When the topic of blockchain comes up, you’ll typically hear either a groan or burst of excitement. At the NY Tech Meetup on Thursday, Sept. 6, it was the latter. For this event, several companies shared their unique applications of blockchain across different industries.
James Haft, co-founder and managing partner at blockchain-focused venture capital firm CryptoOracle neatly summed up the hype around the new technology.
“Humanity is now searching for a way to trust,” he said. Blockchain technology claims the ability to help preserve that trust through its decentralized, distributed ledger model. Rather than rely on institutions like banks to tell you how much money is in your account, Haft said, the blockchain preserves trust by tying each transaction to the ones that came before it.
Sludge Media + Civil
Civil is using blockchain to give a voice — and a vote — to news consumers. The startup will soon launch its own cryptocurrency, CVL, which will serve as voting and purchasing chips for token-holders. For example, anyone who owns CVL can vote on whether new publications should be accepted onto the platform. As a check on this power, a council of experts will also have the ability to overturn a vote by token holders, and token holders would then have the opportunity to override that judgment.
Another benefit of the Civil platform is that it maintains permanence of content on the web — so even if a Civil publication were to fold, the content would forever live on the blockchain. Sludge Media, one of the first cohort of newsrooms accepted onto the Civil platform, demonstrated how the blockchain encryption of an article looks like from their content management system.
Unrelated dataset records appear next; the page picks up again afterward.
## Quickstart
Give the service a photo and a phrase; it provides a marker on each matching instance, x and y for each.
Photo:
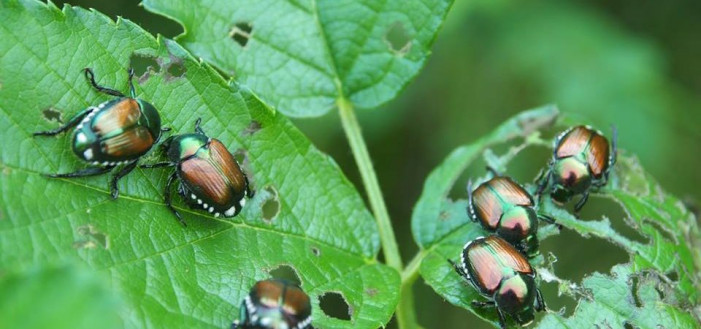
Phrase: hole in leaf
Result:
(91, 238)
(599, 207)
(241, 32)
(665, 233)
(583, 256)
(398, 39)
(176, 70)
(286, 272)
(673, 276)
(144, 66)
(240, 157)
(372, 292)
(316, 251)
(334, 305)
(173, 67)
(271, 204)
(635, 282)
(52, 114)
(252, 128)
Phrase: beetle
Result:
(275, 304)
(503, 207)
(581, 160)
(115, 132)
(210, 178)
(504, 276)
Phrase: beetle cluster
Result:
(497, 266)
(121, 131)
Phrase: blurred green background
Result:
(629, 63)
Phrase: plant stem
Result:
(411, 271)
(372, 187)
(406, 317)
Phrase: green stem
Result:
(411, 271)
(406, 317)
(372, 187)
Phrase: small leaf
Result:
(302, 56)
(441, 227)
(170, 276)
(62, 297)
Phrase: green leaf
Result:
(306, 215)
(441, 228)
(302, 56)
(57, 297)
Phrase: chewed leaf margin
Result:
(441, 228)
(304, 56)
(197, 275)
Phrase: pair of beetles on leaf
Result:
(497, 266)
(120, 131)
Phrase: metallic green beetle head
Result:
(516, 297)
(571, 176)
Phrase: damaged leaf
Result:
(197, 276)
(304, 56)
(665, 269)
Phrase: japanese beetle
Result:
(210, 178)
(504, 276)
(581, 160)
(116, 132)
(275, 304)
(503, 207)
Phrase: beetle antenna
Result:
(198, 129)
(493, 171)
(91, 78)
(132, 91)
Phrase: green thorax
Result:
(187, 145)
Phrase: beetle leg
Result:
(157, 165)
(469, 201)
(249, 192)
(167, 200)
(458, 269)
(614, 146)
(91, 171)
(581, 202)
(132, 91)
(502, 319)
(70, 124)
(543, 182)
(198, 129)
(493, 171)
(539, 301)
(549, 220)
(126, 170)
(480, 304)
(91, 78)
(163, 130)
With Republic, you don’t have to be a venture capitalist to invest in innovative startups. This platform lets you invest as little as $10 to registered startups with its own cryptocurrency. Republic was built to act on the U.S. Securities and Exchange Commision JOBS Act, which allows for non-accredited investors to contribute to startups. It hopes its platform can help equalize funding among founders of diverse backgrounds by putting the funding power in the hands of more people.
OpenSea had one of the more whimsical applications of blockchain at the NY Tech Meetup. It’s a marketplace for so-called “crypto collectibles.” These can range from “CryptoKitties” — animated kittens with a Neopets-esque look — to Major League Baseball-branded digital bobbleheads. Because they live as a unique line of code on the blockchain, they can only be owned by one individual at a time.
The hype around crypto collectibles started when a game developer hid CryptoKitties on the blockchain. Now, OpenSea acts as an “eBay for crypto collectibles” of all kinds. While the collectibles live online, there is real money to be made off of these collectibles — the presenters said that an Elon Musk “CryptoCelebrity” sold for the equivalent of $110,000.
Ujo is using blockchain to fairly compensate musicians for their work. The platform lets artists circumvent the bureaucracy of music industry executives and register their content on the blockchain. Like the other presenters, Ujo’s co-founders noted that even if their site went down, the music would still exist on the blockchain.
The platform also addresses the problem of payments for artists. When someone buys a song or album through Ujo, everyone who contributed to that work is paid almost instantaneously, proportional to the rate they agreed upon in their smart contract.
BitRights wants to make licensing creative content easier and more reliable. The platform lets anyone with original creative work, like a photographer, register their work on the blockchain. The platform makes it easy for the photographer to attach a licensing fee and stipulations about how their work can be used, and make the contract available to anyone who wants to license the work.